After a day spent exploring the island on a pair of hotel bikes, we head to the spectacular bar where a chilled reggae soundtrack is the backdrop for a chance encounter with the island's young British Attorney General and its recently appointed police chief, formerly a chief superintendent from Sussex. 

'So how do you land plum postings like this?' I ask, over a passion fruit and chilli margarita. Their life, they claim, is not quite the mixture of idyll and intrigue of TV's Death In Paradise, but as the sun dissolves into the ocean, it must beat a post-work pint in the Dog & Duck.

At the other end of Meads Bay lies the Malliouhana, an intimate 44-bedroom hotel perched on its own headland. If the Viceroy/Four Seasons is a symphony in muted Armani greys and neutrals, then the Malliouhana is a celebration of colour, with Hermes orange and Tiffany pale blue to the fore.

For those of a nautical bent, there's a treat in store. The Tradition is one of the last seaworthy wooden trading sloops that were once the juggernauts of these waters, shipping rum, tobacco and spices between the islands, not always with full regard to the customs office, but don't tell the Attorney General.

Laurie Gumbs at the helm of The Tradition, one of the last wooden trading stoops



Now restored and taken on by local bar owner and master yachtsman Laurie Gumbs, she takes day trippers to hidden coves and islands. With neither winches nor windlasses to help haul the canvas up, this is big-boat sailing in the raw. 'Wanna take the helm?' offers Laurie, passing me a tiller the size of a fallen oak.

Tucking it under my armpit, we yaw against the wind as the surf froths at the gunwales and the rest of our passengers look on with alarm at their novice helmsman. Scurvy lot.

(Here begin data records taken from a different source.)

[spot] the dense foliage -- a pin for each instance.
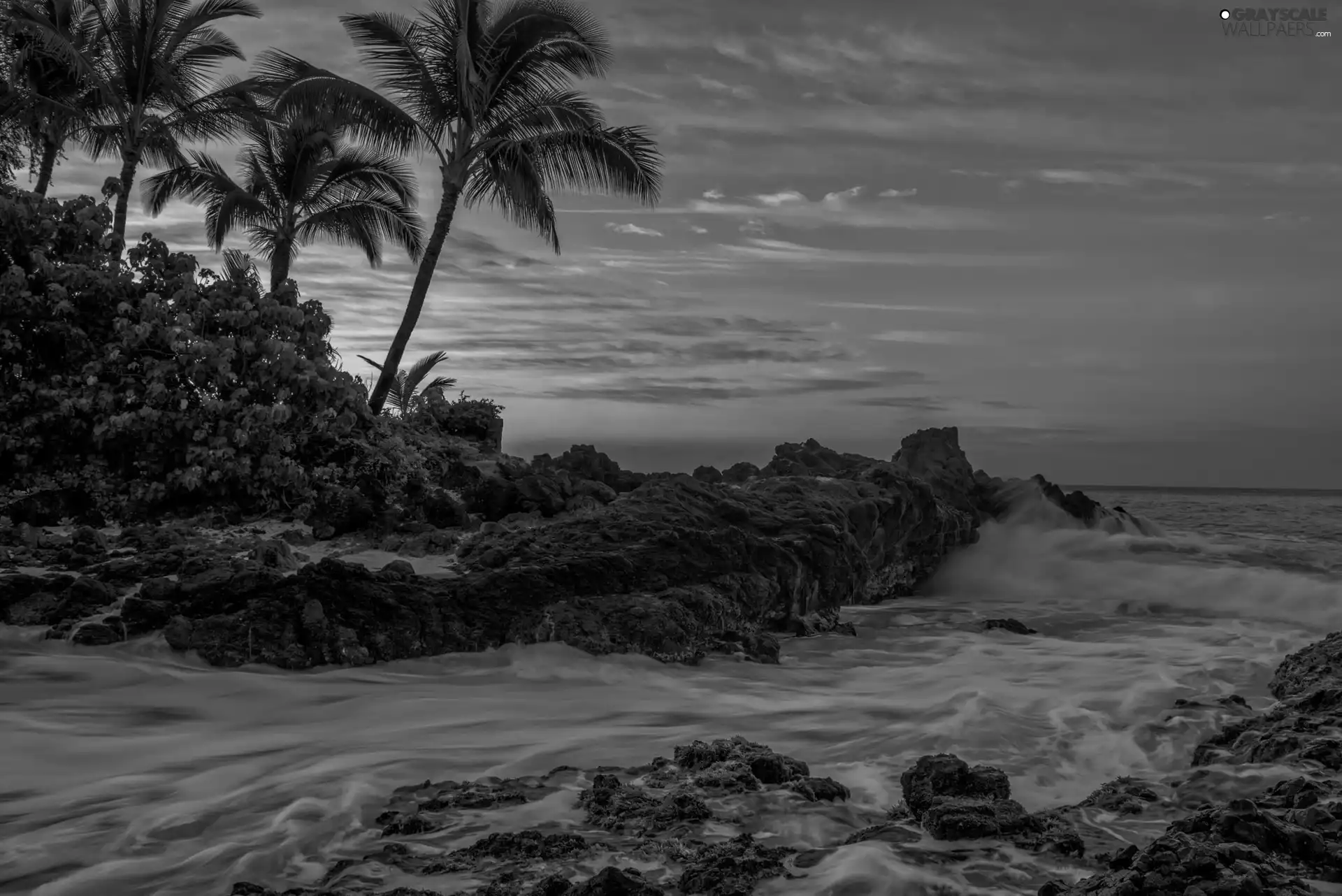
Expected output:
(152, 384)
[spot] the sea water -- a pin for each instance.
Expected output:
(134, 770)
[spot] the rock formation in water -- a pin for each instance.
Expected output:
(1270, 839)
(659, 817)
(567, 549)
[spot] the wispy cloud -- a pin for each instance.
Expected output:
(843, 208)
(714, 86)
(928, 337)
(693, 391)
(788, 251)
(634, 230)
(904, 403)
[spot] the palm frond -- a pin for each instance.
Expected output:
(507, 179)
(608, 160)
(421, 368)
(302, 89)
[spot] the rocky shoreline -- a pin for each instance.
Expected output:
(702, 821)
(577, 550)
(570, 549)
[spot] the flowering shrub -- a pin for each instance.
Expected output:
(150, 384)
(468, 417)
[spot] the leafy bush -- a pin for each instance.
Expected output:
(468, 417)
(151, 384)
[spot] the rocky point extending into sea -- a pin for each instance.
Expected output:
(575, 549)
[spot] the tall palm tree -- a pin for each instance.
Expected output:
(407, 382)
(239, 268)
(49, 97)
(486, 89)
(152, 81)
(300, 182)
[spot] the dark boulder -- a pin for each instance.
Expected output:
(51, 506)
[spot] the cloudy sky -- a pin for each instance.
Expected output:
(1101, 238)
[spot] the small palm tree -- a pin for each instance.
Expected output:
(48, 97)
(407, 382)
(151, 78)
(485, 87)
(301, 182)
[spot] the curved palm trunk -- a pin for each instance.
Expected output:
(129, 160)
(280, 261)
(50, 149)
(442, 224)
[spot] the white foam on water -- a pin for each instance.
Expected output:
(134, 770)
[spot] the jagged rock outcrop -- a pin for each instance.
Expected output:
(666, 565)
(1271, 841)
(655, 814)
(936, 456)
(674, 570)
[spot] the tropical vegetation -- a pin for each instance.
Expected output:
(486, 89)
(407, 386)
(301, 182)
(134, 373)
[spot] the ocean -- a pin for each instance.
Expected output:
(132, 770)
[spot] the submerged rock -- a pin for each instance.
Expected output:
(656, 820)
(1271, 844)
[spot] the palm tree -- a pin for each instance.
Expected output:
(300, 182)
(486, 89)
(239, 268)
(49, 97)
(407, 382)
(152, 80)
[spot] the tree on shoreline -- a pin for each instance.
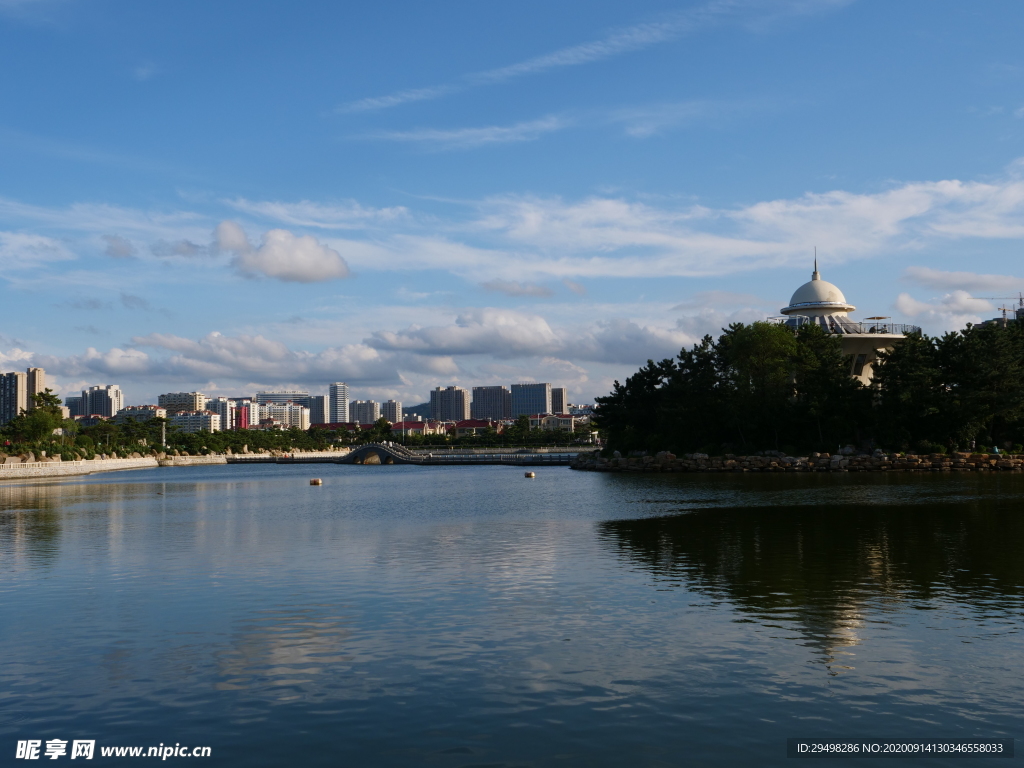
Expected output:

Next morning, we drive to the far north of Anguilla where we find a winding track to remote Junks Hole. Here, local legend and grandfather Nat Richardson serves up grilled crayfish and johnny cakes, a sort of savoury doughnut with a slather of hot pepper sauce made to a secret family recipe.

Judging by the nuclear reaction it provokes after one bite, I'm guessing it includes a generous dollop of enriched uranium.

We buy a bottle to take home, and as the winter chill descends in Britain, it comes out every now and then to bring back those warming Anguillan memories — a reminder that this is an island that packs a whole heap of good taste into a very small package.